Métrica de error del clasificador RF:

  • Error tipo I (\(\alpha\)): 22.50%, indica el error que se comete clasificando una pérdida ‘severa’ como ‘no severa’
  • Error tipo II (\(\beta\)): 43.15%, indica el error que se comete clasificando una pérdida ‘no severa’ como ‘severa’
  • % mala clasificación (\(%mc\)) : 40.66%, indica el % de veces que el modelo clasifica incorrectamente las pérdidas
  • Accuracy = \(100 - %\): 59.34%, indica el % de veces que el modelo acierta clasificando las pérdidas
  • Area bajo la curva ROC \(AUC\): 0.6988, medida global del poder de clasificación del modelo
  • Finalmente calculamos la curva ROC junto con la métrica AUC

Resumiendo:

Una función útil para obtener rápidamente el análisis de un clasificador binario es la siguiente:

metricBinaryClass = function( fitted.model , dataset , cutpoint=NULL , roc.graph=TRUE){
  
  # fitted.model : The Binary Classification model that is under evaluation.

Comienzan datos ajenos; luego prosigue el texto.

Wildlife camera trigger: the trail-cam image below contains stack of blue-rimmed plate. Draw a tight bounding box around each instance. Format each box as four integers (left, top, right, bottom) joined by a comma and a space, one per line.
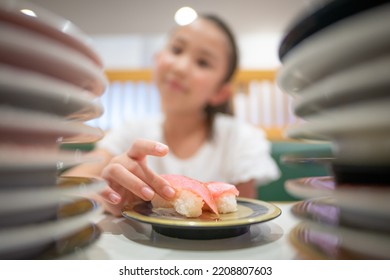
0, 0, 106, 259
278, 0, 390, 258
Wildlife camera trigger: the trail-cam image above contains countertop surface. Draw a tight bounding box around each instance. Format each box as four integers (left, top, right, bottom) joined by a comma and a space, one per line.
63, 202, 301, 260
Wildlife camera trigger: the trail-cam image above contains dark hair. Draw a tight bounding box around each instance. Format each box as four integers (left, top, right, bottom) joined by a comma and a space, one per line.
199, 14, 238, 136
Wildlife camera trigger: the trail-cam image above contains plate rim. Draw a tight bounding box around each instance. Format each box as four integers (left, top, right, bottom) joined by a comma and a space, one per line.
0, 23, 108, 96
122, 197, 282, 230
277, 4, 390, 93
0, 63, 104, 121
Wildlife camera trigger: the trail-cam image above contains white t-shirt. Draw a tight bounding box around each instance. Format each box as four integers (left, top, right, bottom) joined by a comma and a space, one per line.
98, 114, 280, 187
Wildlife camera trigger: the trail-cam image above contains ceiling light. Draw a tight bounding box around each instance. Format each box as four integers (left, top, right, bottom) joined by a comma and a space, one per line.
175, 7, 198, 25
20, 9, 37, 17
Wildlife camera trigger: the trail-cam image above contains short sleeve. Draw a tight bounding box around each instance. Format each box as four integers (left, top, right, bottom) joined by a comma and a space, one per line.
222, 122, 280, 185
97, 118, 161, 155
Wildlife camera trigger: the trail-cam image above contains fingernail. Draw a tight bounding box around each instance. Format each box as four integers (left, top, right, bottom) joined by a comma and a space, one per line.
154, 143, 168, 153
141, 187, 154, 200
162, 186, 176, 198
108, 193, 121, 204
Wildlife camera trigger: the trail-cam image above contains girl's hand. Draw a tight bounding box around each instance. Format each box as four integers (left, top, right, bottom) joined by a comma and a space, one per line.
101, 139, 175, 215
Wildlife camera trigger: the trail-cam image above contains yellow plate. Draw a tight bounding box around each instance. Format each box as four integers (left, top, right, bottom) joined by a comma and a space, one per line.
122, 198, 281, 239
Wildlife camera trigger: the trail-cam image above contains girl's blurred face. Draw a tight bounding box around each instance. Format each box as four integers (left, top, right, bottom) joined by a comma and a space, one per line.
154, 18, 229, 114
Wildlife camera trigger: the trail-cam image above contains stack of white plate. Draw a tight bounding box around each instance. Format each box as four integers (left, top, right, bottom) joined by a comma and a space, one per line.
278, 0, 390, 258
0, 0, 106, 259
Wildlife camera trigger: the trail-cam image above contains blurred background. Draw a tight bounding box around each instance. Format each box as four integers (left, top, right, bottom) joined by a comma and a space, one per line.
27, 0, 329, 200
30, 0, 312, 69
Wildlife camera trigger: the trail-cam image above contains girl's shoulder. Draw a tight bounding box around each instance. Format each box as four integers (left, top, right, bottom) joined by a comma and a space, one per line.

If provided, dataset contains all variables in the fitted model (target and predictors).
  # dataset      : If fitted.model is not provided, dataset should has only two columns, predictions and labels.

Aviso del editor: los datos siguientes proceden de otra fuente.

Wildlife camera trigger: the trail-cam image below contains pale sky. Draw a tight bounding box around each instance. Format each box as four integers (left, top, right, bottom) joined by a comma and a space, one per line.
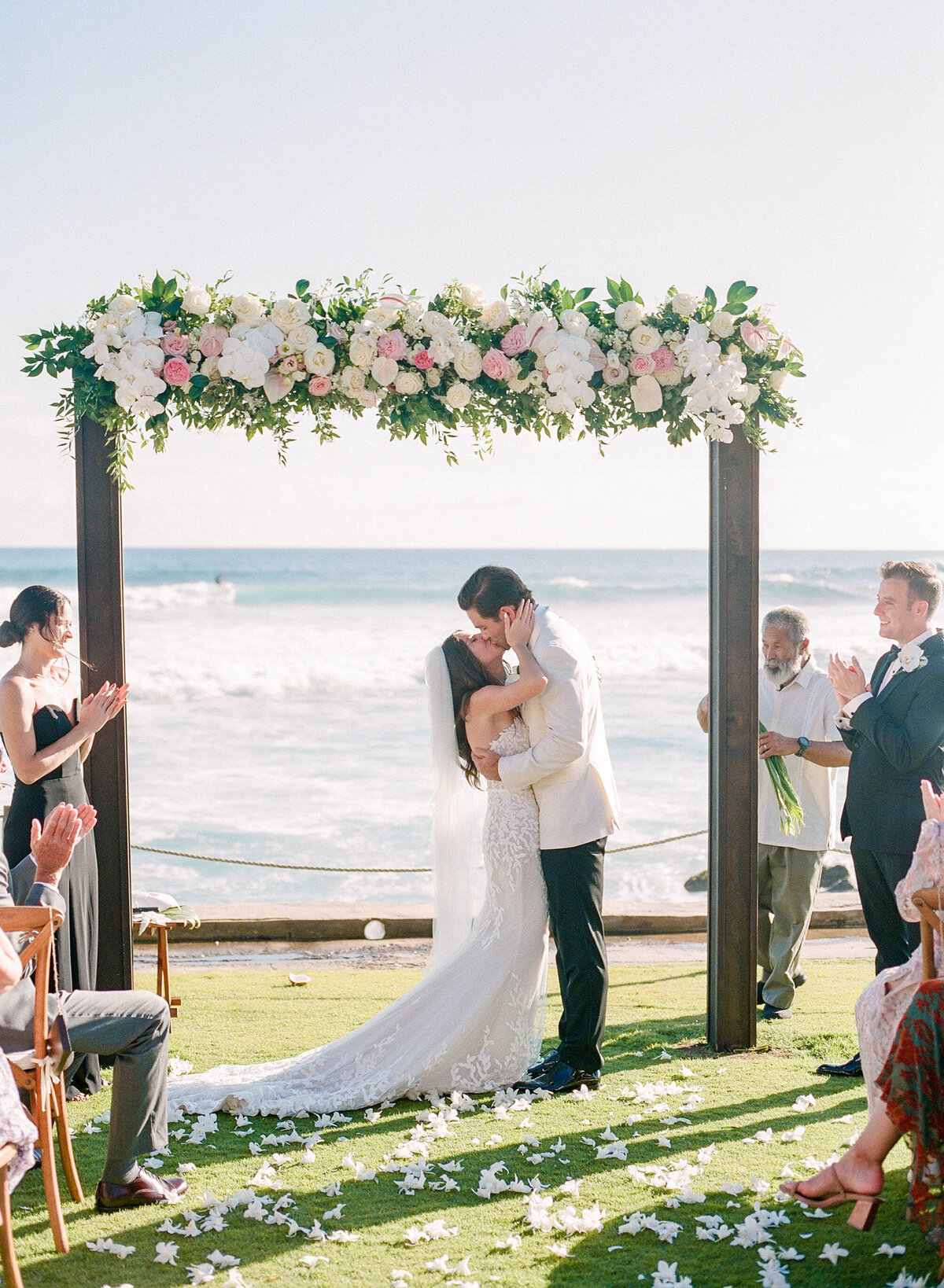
0, 0, 944, 550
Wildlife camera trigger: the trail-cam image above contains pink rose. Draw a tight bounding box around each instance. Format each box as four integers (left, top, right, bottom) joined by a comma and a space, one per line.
481, 349, 511, 380
161, 331, 190, 358
588, 340, 607, 371
378, 331, 408, 362
740, 322, 770, 353
161, 358, 190, 386
200, 322, 229, 358
630, 353, 655, 376
501, 322, 528, 358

  # cuttpoint    : potimal cutoff or cutpoint to be used to split continuous predictions into two response categories of target variable
  # roc.graph    : If true, ROC curve graph for the model is shown 
  
  #install.packages("binaryLogic")
  library(binaryLogic)
  
  if( missing(fitted.model) | is.null(fitted.model) ){
    
    tabl  <- as.data.frame(dataset)
  } 
  
  else {
    if( class(fitted.model)[1] %in% c('glm','lm','randomForest.formula','randomForest') ){
      tabl.pred <- as.data.frame(predict( fitted.model, newdata = dataset ))

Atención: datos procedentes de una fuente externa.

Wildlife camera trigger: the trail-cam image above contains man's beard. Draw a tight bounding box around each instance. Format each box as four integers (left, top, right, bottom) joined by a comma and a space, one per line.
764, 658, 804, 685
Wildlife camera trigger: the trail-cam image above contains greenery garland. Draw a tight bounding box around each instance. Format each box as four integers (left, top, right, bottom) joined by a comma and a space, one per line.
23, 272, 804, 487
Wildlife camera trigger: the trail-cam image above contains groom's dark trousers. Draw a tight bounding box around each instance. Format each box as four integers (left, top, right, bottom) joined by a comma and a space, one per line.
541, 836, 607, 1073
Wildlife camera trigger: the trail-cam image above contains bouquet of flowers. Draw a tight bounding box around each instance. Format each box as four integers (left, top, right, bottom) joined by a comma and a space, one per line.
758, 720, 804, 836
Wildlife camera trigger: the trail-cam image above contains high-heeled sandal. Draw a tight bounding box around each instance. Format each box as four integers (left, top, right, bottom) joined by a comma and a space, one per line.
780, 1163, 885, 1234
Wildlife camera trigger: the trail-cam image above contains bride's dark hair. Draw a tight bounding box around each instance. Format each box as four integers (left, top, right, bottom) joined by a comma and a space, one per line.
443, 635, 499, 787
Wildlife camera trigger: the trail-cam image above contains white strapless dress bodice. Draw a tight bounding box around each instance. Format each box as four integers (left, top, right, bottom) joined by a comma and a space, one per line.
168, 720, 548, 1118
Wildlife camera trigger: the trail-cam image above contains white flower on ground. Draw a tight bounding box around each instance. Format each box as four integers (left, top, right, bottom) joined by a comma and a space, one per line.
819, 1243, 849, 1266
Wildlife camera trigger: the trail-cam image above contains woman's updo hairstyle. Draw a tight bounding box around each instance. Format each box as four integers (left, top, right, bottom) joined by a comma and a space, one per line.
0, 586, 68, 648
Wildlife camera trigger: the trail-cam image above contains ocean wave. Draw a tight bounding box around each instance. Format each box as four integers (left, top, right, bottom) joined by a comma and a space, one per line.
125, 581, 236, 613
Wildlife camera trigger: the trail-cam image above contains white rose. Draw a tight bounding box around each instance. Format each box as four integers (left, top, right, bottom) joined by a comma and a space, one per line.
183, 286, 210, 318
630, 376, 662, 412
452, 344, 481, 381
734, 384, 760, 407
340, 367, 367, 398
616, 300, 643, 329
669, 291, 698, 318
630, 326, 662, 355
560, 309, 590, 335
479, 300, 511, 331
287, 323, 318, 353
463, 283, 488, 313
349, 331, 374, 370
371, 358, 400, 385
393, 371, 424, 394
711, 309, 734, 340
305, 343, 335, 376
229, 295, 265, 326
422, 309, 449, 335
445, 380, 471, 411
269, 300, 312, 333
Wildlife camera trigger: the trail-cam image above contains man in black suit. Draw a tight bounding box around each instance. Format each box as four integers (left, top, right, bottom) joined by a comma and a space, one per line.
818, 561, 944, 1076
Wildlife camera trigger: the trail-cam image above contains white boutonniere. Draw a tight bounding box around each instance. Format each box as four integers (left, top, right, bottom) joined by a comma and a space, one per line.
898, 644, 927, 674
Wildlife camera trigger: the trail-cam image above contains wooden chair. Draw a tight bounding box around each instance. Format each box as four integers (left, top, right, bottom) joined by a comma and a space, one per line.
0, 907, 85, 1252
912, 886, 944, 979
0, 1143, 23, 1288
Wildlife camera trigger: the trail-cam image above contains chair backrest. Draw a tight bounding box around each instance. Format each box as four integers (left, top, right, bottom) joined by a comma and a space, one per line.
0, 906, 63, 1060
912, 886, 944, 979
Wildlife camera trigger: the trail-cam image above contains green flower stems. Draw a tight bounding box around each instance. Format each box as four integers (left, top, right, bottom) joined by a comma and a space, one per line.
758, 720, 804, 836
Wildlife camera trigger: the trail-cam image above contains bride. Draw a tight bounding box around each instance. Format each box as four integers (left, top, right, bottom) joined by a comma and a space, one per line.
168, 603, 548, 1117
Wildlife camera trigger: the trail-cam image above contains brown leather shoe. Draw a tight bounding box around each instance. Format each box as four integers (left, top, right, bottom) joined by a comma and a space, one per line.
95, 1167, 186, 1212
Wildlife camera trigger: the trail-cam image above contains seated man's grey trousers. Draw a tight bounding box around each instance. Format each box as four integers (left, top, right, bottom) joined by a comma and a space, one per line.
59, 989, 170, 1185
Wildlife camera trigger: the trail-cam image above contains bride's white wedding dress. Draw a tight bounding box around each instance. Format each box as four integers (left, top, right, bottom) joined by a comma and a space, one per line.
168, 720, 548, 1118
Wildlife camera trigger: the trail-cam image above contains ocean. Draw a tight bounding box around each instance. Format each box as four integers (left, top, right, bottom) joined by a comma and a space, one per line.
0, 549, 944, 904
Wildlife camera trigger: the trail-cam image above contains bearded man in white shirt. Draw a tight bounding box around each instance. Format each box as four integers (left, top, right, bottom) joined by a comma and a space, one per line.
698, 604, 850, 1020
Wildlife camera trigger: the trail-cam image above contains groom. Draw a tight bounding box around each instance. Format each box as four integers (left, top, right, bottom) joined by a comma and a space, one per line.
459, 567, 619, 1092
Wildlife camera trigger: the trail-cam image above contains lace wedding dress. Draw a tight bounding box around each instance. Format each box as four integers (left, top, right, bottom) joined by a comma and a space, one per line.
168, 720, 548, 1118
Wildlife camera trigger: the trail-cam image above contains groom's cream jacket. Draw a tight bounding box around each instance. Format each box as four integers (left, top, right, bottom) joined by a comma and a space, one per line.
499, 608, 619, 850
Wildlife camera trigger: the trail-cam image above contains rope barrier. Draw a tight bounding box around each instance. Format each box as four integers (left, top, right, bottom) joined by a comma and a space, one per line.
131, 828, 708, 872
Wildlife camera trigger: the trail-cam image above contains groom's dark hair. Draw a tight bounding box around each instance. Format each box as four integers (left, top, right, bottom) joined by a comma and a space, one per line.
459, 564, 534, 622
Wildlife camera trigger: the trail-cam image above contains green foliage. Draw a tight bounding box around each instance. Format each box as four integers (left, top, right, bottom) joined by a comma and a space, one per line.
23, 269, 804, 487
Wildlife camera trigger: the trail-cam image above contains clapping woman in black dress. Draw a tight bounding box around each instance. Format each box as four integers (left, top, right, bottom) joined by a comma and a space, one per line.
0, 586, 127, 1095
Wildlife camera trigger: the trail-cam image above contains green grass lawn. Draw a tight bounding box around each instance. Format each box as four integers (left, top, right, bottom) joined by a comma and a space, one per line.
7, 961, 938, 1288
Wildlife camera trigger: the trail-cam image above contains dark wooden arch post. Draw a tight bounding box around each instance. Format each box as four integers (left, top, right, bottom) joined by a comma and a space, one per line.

      tabl <- as.data.frame(cbind(tabl.pred[[1]], dataset[,'Y'] )) 
      tabl <- tabl[!is.na(tabl[[1]]),]
    }
    if( class(fitted.model)[1] %in% c("gbm") ){
      tabl.pred <- as.data.frame(predict.gbm( fitted.model , newdata = dataset , n.trees = 5000 , type="response" ))
      tabl <- as.data.frame(cbind(tabl.pred[[1]], dataset[,'Y'] )) 
      tabl <- tabl[!is.na(tabl[[1]]),]
    }
    if( class(fitted.model)[1] %in% c('svm.formula','svm') ){
      tabl.pred <- as.data.frame(predict( fitted.model, newdata = dataset ))
      ids_NAs <- na.index(dataset)
      tabl <- as.data.frame( cbind(tabl.pred[[1]], dataset[-ids_NAs,'Y']) ) 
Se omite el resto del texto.